Ce courant est d’autant plus fascinant que ces chanteuses sont résolues à façonner leur singularité sans s’enfermer dans le carcan d’un son centré autour de la guitare. Les expérimentations passées de Cat Power (Sun, album electro en 2012), l’évolution radicale de Sharon Van Etten ou la sophistication de Goners de Laura Gibson dessinent un incroyable espace des possibles, qui pourtant ne dénaturera pas leur univers. Évoquer leurs influences avec ces jeunes femmes consiste précisément à parler de tout sauf de folk. Vera Sola a animé pendant plusieurs années une émission de radio sur le blues et la musique traditionnelle africaine, ses vraies passions. «Par ailleurs j’adore le rap, Kendrick Lamar est un génie», s’emballe-t-elle.

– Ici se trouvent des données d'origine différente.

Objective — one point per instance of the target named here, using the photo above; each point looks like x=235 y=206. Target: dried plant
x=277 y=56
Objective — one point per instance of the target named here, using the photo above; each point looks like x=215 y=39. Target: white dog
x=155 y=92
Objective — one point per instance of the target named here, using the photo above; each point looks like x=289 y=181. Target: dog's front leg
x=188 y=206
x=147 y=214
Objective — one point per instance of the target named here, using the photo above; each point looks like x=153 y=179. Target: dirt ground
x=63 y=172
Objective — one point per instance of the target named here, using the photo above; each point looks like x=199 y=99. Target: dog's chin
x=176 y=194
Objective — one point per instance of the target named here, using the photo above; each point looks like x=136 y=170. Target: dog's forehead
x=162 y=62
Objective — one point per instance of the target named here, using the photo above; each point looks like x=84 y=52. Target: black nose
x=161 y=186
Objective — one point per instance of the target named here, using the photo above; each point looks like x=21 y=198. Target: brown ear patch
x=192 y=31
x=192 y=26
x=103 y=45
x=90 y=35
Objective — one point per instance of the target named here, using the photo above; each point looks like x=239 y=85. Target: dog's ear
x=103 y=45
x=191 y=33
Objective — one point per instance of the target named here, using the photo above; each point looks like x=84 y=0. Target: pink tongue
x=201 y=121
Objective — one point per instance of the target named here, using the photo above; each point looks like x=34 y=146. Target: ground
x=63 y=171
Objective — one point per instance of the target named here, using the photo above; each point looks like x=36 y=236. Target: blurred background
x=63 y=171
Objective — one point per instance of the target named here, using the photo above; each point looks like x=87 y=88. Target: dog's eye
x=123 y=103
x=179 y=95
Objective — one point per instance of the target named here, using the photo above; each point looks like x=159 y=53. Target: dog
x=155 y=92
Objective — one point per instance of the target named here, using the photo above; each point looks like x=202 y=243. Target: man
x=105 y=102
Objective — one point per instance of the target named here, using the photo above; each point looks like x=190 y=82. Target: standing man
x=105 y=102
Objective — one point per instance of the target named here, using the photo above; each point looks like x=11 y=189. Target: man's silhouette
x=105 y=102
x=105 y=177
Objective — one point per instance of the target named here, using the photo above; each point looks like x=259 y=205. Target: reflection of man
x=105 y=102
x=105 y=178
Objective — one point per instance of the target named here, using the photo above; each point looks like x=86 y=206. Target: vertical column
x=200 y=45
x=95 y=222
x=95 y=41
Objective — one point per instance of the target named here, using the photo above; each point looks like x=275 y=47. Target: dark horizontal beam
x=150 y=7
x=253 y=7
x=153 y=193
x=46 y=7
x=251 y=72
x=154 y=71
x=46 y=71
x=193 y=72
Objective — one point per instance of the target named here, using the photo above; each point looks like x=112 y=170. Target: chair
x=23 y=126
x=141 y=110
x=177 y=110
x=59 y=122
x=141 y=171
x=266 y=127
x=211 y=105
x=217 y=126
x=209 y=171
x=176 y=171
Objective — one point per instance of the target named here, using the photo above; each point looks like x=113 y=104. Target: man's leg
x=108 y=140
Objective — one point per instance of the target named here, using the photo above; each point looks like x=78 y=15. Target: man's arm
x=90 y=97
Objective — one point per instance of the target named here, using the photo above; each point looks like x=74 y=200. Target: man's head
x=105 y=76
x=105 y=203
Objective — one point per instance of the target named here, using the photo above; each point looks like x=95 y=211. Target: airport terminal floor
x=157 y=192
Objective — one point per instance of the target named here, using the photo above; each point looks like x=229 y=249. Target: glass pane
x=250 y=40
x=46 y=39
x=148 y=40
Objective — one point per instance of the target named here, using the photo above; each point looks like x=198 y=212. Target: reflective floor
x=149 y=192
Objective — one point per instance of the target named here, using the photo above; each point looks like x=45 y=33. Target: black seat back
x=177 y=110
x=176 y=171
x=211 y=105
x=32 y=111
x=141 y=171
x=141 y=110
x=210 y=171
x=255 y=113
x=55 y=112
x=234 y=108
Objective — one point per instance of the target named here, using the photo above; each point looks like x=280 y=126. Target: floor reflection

Elles aspirent, au-delà des choix techniques, à enregistrer une musique durable. «J’aime les disques où, quand vous l’écoutez avec un casque, on comprend et on entend tout ce qui se passe, affirme Julia Jacklin. Tant pis si la voix n’est pas parfaite, on sent que ça va droit au cœur.» «Le fait de pouvoir enregistrer une musique intemporelle compte beaucoup à mes yeux, témoigne Jessica Pratt. C’est pour moi le premier critère sur la liste de quiconque entreprend une création.» Sans se parler, sans se concerter, sans s’influencer, elles se sont passées le mot.